In fact, Amazon Autos has a few things going for it. In addition to greater hunger and comfort levels for online auto shopping, Amazon has a certain degree of trust and user habit for all things eCommerce. Buying your next car online may seem dubious to some, but doing it on Amazon may be palatable.
To that end, Amazon is inserting itself in the process not just to locate your new car, but other parts of that consumers dread. In addition to avoiding salespeople (one reason for Carvana’s appeal), it offers transparent pricing – including taxes – and no haggling. That means no surprises nor hidden fees.

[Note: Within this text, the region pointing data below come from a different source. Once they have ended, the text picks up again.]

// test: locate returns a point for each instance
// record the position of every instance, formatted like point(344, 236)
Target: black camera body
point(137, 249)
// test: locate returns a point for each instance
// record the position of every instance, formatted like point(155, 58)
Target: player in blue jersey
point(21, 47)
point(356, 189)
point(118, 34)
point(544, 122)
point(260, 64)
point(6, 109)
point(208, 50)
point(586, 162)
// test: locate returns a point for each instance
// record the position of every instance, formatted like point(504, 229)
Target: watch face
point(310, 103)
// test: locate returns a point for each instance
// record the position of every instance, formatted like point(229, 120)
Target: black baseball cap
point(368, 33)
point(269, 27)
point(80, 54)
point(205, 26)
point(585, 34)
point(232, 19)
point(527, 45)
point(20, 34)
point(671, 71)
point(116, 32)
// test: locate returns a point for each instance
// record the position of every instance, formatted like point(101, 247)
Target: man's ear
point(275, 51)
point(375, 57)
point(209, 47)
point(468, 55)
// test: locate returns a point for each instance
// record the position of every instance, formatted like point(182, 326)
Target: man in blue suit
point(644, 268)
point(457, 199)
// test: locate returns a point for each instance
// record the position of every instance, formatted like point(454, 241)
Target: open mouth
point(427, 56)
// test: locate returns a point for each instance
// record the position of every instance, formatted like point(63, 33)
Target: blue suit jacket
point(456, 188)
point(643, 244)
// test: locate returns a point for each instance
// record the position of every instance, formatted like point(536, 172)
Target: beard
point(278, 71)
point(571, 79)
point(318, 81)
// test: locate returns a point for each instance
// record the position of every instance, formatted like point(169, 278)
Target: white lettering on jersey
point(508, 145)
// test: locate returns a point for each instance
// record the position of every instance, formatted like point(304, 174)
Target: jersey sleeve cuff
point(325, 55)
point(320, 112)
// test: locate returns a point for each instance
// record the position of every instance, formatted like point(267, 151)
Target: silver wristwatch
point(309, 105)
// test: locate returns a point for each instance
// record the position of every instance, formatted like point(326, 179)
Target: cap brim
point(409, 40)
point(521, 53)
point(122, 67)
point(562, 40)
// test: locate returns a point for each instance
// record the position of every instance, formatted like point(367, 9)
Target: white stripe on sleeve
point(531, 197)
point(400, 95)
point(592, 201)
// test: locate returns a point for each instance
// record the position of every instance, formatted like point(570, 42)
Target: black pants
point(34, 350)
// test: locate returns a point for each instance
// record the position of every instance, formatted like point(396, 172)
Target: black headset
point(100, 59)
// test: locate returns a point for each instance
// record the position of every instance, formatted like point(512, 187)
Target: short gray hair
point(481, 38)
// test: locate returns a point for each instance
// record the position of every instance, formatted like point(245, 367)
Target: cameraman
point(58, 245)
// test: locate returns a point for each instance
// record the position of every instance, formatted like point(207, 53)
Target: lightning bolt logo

As another procedural bonus, Amazon helps secure financing which is part of the traditional auto-dealer process that consumers find sleazy and full of upsells (undercoating, anyone?). Amazon also facilitates all the paperwork, the ability to e-sign, and schedule your pickup. It even handles trade-ins.
Balance-Sheet Friendly
As for Amazon Autos’ revenue, the company doesn’t reveal particulars, but we presume an affiliate sales model. If accurate, this would let Amazon take a small cut of a large number of transactions (sound familiar?) without having to carry any inventory costs. It also gets to be the seller of record in each sale.
That last part indicates that whatever affiliate revenue share or commission Amazon is getting is likely being taken away from a local dealer (or salesperson). And that’s where Amazon Autos could be most disruptive, likely forcing local dealers to raise their game… which isn’t necessarily a bad thing.
Amazon Autos’ scalable and balance-sheet-friendly model also makes it a bit of a no-brainer. That brings us back to the point about revenue diversification and big verticals. Auto sales were inevitable for Amazon. The only looming question is how it disrupts local dealers and the ways they operate.